Pour rajouter à l’absurde, aucun protocole clair précis ne spécifie à quel moment brutalement fatigué ou épuisé, un match doit être stoppé, décalé ou même reporté. L’indice WBGT (Wet-Bulb Globe Temperature), sensé être la référence pour mesurer le danger lié à la chaleur, n’a aucun seuil officiel pour imposer un arrêt de la rencontre. La FIFPro, qui défend pourtant les intérêts des joueurs, recommande un report au-delà de 28°C WBGT, mais la FIFA semble tourner autour du pot sans jamais passer à l’acte.

La sécurité des joueurs face à la canicule : un faux débat ?
Car voilà où le bât blesse : la sécurité des joueurs est, sur le papier, la priorité numéro un. Sauf que dans les faits, c’est nettement plus flou et bricolé. La FIFA a investi dans des bancs climatisés et d’autres équipements pour limiter la catastrophe, mais ça ne règle pas le problème de fond. C’est comme mettre un pansement sur une jambe cassée, c’est con et ça le restera.
En parallèle, les officiels américains, qui peuvent annuler un événement sportif s’ils estiment que la sécurité du public est menacée, jouent une poker menteur sur ce dossier. Ces derniers jours, plusieurs manifestations liées au 4 juillet ont été annulées pour cause de canicule, mais pas les matches du Mondial. Là encore, un décalage ou report serait d’un coup compliqué à gérer – c’est la pagaille assurée dans l’organisation globalement défaillante du tournoi.

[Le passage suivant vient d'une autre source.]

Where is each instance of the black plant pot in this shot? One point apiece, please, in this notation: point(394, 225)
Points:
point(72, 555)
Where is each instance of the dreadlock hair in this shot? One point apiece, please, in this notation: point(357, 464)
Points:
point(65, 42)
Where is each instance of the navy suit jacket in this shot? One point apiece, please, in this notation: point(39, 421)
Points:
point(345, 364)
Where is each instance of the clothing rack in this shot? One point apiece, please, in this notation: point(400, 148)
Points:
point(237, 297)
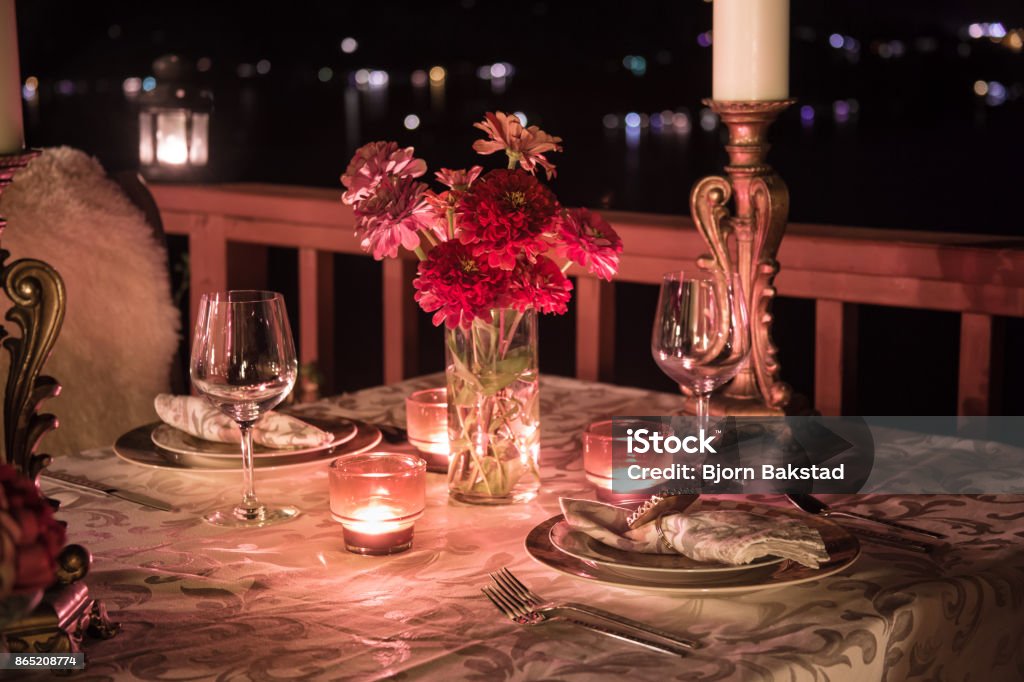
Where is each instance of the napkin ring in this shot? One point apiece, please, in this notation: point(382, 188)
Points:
point(660, 535)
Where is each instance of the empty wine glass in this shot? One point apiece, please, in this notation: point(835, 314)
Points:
point(700, 336)
point(243, 361)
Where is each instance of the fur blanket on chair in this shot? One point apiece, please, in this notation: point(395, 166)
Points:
point(121, 329)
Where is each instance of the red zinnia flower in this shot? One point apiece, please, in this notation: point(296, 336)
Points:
point(506, 214)
point(392, 216)
point(541, 286)
point(457, 287)
point(590, 242)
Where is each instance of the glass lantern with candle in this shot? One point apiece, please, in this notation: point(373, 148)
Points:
point(174, 123)
point(377, 498)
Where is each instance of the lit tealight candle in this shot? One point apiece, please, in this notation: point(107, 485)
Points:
point(426, 422)
point(377, 498)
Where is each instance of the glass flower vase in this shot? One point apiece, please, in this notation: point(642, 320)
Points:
point(494, 409)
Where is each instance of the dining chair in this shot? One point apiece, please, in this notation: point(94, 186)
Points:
point(121, 329)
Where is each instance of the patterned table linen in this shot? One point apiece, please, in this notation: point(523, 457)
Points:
point(285, 602)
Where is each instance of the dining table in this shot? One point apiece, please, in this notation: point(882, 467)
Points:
point(288, 601)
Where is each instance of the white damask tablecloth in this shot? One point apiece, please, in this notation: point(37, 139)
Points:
point(286, 602)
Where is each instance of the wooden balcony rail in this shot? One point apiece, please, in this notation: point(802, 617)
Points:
point(979, 276)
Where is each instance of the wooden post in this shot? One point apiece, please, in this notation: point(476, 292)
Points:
point(595, 329)
point(400, 334)
point(835, 356)
point(979, 366)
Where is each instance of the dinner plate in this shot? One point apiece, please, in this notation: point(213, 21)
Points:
point(667, 568)
point(137, 446)
point(843, 550)
point(176, 440)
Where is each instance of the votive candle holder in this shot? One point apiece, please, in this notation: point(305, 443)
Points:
point(377, 498)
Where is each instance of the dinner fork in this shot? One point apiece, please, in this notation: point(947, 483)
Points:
point(526, 604)
point(523, 615)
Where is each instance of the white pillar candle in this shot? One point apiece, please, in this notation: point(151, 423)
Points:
point(751, 50)
point(11, 130)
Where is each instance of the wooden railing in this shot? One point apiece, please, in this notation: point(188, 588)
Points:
point(979, 276)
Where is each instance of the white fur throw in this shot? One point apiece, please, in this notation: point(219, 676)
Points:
point(121, 329)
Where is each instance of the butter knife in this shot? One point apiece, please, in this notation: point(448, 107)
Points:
point(85, 483)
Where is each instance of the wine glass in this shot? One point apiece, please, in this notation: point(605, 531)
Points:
point(700, 336)
point(243, 361)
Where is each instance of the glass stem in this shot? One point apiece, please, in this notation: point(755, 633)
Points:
point(250, 505)
point(704, 410)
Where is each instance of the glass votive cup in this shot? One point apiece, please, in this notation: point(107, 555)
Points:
point(377, 498)
point(426, 422)
point(599, 443)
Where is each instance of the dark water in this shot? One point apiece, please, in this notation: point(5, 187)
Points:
point(901, 141)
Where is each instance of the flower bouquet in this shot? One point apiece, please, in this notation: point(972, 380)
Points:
point(30, 542)
point(495, 249)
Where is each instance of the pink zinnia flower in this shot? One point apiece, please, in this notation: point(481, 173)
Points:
point(588, 241)
point(372, 163)
point(457, 287)
point(505, 216)
point(523, 145)
point(392, 215)
point(541, 286)
point(458, 179)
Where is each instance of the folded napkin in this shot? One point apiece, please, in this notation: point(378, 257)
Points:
point(733, 538)
point(197, 417)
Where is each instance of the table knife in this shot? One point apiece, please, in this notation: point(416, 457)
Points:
point(812, 505)
point(85, 483)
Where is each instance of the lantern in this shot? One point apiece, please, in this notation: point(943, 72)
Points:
point(173, 123)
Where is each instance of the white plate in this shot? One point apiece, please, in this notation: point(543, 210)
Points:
point(843, 550)
point(137, 446)
point(176, 440)
point(668, 568)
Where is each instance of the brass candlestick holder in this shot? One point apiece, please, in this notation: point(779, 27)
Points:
point(745, 243)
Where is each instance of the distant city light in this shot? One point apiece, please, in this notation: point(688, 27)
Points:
point(994, 30)
point(30, 88)
point(996, 93)
point(841, 111)
point(131, 86)
point(708, 119)
point(635, 64)
point(681, 122)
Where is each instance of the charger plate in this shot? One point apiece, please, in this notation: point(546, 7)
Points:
point(138, 448)
point(843, 550)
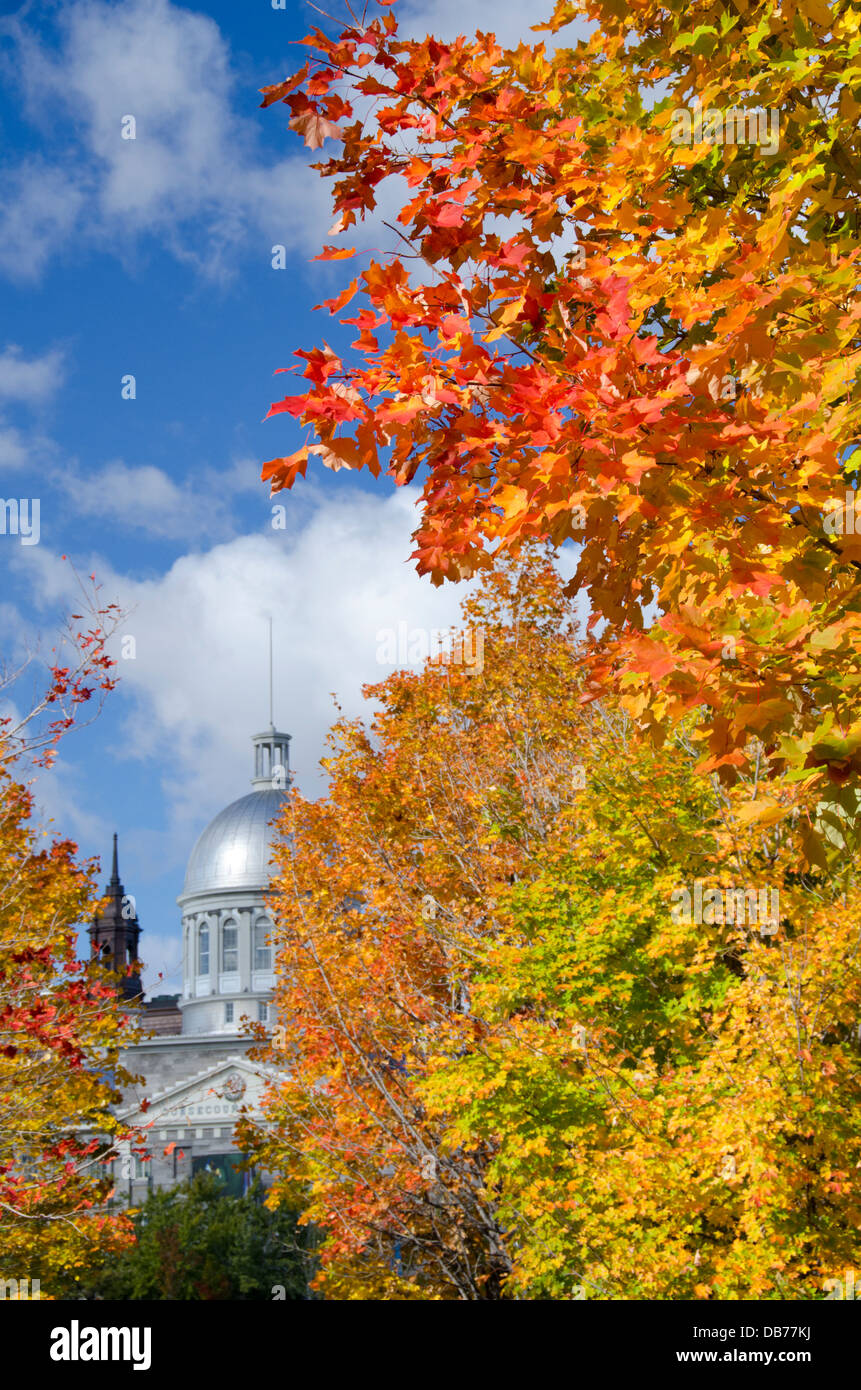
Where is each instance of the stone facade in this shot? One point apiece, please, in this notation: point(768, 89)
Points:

Que prévoir pour l’avenir ? Un football brûlant en perspective
Si la responsabilité directe revient aujourd’hui à la FIFA pour gérer ce match France-Paraguay et ceux qui suivront, la vraie question est plus large. Il faut être sacrément bouché pour ne pas voir que le football – sport-roi – est en train de se faire rôtir sur la braise du changement climatique. Ça concerne tout le monde : joueurs, supporters, staffs, médias, organisateurs…
Le fiasco climatique actuel devrait servir d’électrochoc pour que la FIFA mette en place un protocole clair et contraignant, bien au-delà de cette Coupe du monde 2026. La Coupe du monde 2030 s’annonce encore pire avec des matchs à jouer dans des pays du sud où les températures dépassent déjà aujourd’hui les 40°C. Si personne ne réagit sérieusement, on va droit dans le mur.
Quant aux matchs sous fortes chaleurs, un timing adapté, un décalage horaire judicieux et des stades mieux conçus sont incontournables. Faut-il rappeler que les stades sans toits pleins de spectateurs trempés de sueur dans une fournaise, c’est non seulement stupide, mais irresponsable ? La FIFA ferait bien de sortir la tête du sable avant que ce ne soit trop tard.